The Constitution therefore leaves ample rooms for these Constitutional heads to be political nominees, as indeed they are, nominated as well as dispensed at the sweet will of the political powers that be at the Centre. The current development, it goes without saying, must be extremely humiliating for all Governors appointed by the previous Congress led UPA government. Though the President of India, Pranab Mukherjee, a former very senior leader of the Congress party, is unlikely to be shown the door similarly, his job at this juncture probably would rank as one of the most unenviable, having to tow the lines of a ruling party which was and still is the arch rival of his own parent party. When critics of Prime Minister, Narendra Modi, parodied Modi’s response to the Presidential address to the first session of the Parliament last month after the UPA government was installed as Modi reacting to Modi, alluding to the fact that the Presidential address was as per tradition, prepared and preapproved by the government, it cannot have missed Mukherjee that ultimately, the joke was on him.

The situation is pitiable, as the UPA government’s message to these political appointees to gracefully resign must have amounted to putting the incumbents on the rack, leaving many of them unsure of what step to take next. Surely there would be many observers who share the opinion that the more graceful thing to do for the BJP government would have been to allow the incumbents to bear out the remainder of their tenures in silence and obscurity. The meanness involved in humiliating these ceremonial heads may serve the ends of political vendetta but it also in equal measures, threatens to demean the public esteem of these venerated Constitutional institutions. These institutions would have been best left as above politics and personal profits as Article 158 indicates. It is clear the Constitution envisioned these men and women of acknowledged eminence in the varied fields of the arts, sciences, literature, culture… as above the quotidian realities of salaried jobs, therefore Governors do not even have a salary and instead draws only emoluments, allowances and privileges. As it is, the UPA had no longer to worry about the misuse of power conferred to the Governors under Article 365 to destabilize state governments, as the provision of President’s Rule have been effectively checked. Invocations of Article 356 now have been made open to judicial reviews following the landmark S. R. Bhommai versus Union of India case, 1994.
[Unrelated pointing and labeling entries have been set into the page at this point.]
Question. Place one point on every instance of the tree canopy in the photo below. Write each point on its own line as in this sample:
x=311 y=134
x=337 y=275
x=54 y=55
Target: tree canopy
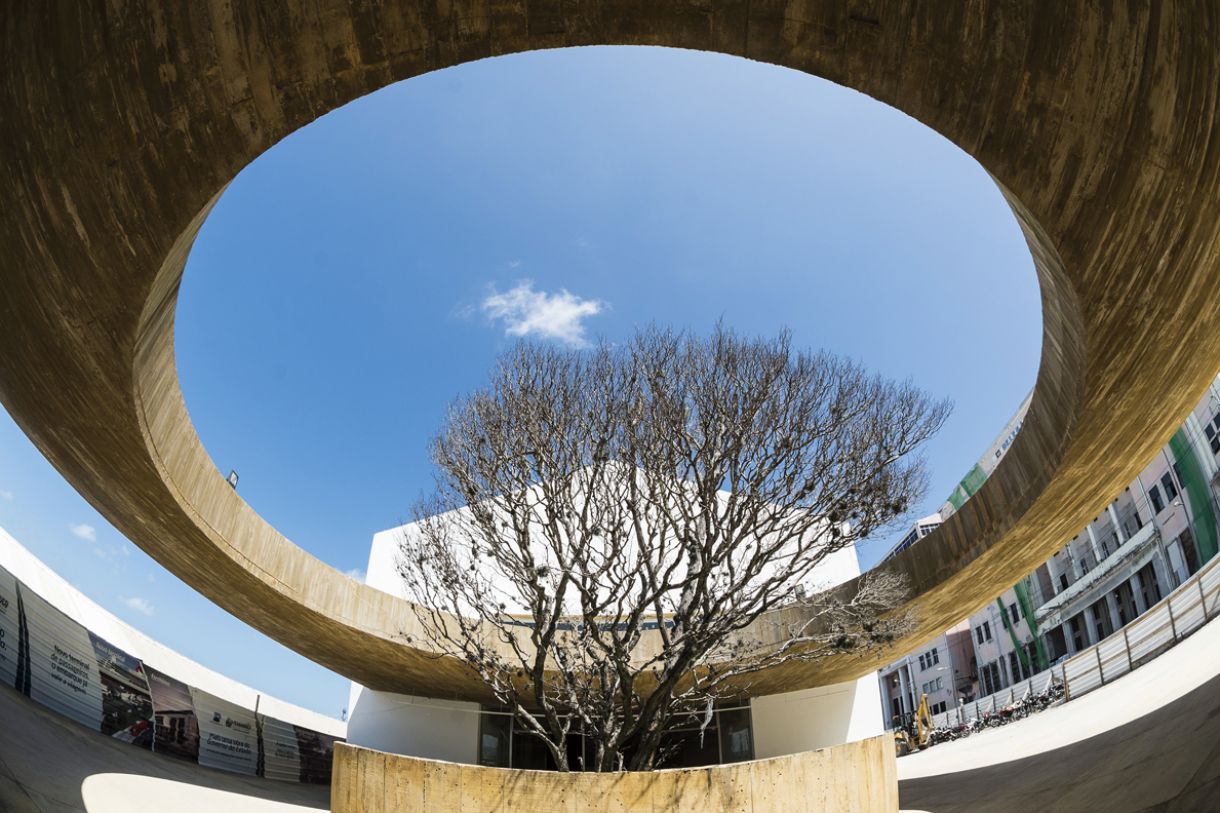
x=616 y=534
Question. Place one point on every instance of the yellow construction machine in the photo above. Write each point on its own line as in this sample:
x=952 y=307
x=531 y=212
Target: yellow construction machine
x=914 y=736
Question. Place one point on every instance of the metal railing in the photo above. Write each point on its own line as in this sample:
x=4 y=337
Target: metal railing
x=1192 y=604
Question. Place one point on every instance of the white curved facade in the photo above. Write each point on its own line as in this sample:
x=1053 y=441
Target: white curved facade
x=780 y=724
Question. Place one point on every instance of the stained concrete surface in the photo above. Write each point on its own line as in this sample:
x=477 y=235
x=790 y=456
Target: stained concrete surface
x=1149 y=742
x=118 y=130
x=49 y=764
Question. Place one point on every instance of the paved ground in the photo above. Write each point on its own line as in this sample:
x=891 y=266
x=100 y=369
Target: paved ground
x=49 y=764
x=1149 y=742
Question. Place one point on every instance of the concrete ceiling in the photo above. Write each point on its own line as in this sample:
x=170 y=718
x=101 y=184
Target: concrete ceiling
x=121 y=127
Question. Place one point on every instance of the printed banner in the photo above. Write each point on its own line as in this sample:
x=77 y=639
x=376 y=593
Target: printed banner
x=126 y=702
x=176 y=725
x=281 y=753
x=316 y=755
x=50 y=658
x=62 y=667
x=10 y=631
x=228 y=734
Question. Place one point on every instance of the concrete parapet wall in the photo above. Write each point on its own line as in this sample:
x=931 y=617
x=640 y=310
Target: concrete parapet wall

The Governors of the states have another function which was once deemed very important to the nascent modern Indian State, as Constitutional expert Fali S. Nariman points out in his latest book “The State of the Nation”. Apart from being the Constitutional head in the states, his role is also to be the eye and the ear of the Centre. The Governors are to send regular reports of the political situation in the states to the President of India, which actually means the Union Cabinet of which the Prime Minister is the head. This Constitutional provision betrays an inherent existential suspicion of the states by the Centre, and in the beginning understandably too considering modern India was formed by yoking together 560 princely States, many of whom were unwilling to join India. At the time the Constitution was being written, the country had still not recovered from the cataclysmic trauma of Partition, and there was the real threat of it further disintegrating too. But those days are long gone and India is a radically different country today from what it was six and a half decades ago. It needs no longer suffer from the insecure hangover of its birth pangs, for the ‘original intents’ of most of these clauses of the Constitution have in the time that has passed by become anachronistic and redundant. Nariman has a recommendation. Since changing the Constitution’s basic features has become virtually impossible after a post-Emergency remedial amendment, these now redundant features of the Constitution should be allowed to remain only in theory, but never to be put into practice again. The renowned legal luminary’s emotional appeal to the “brooding spirit” of the law needs to be listened to attentively to save further eroding of the public esteem of the Constitution.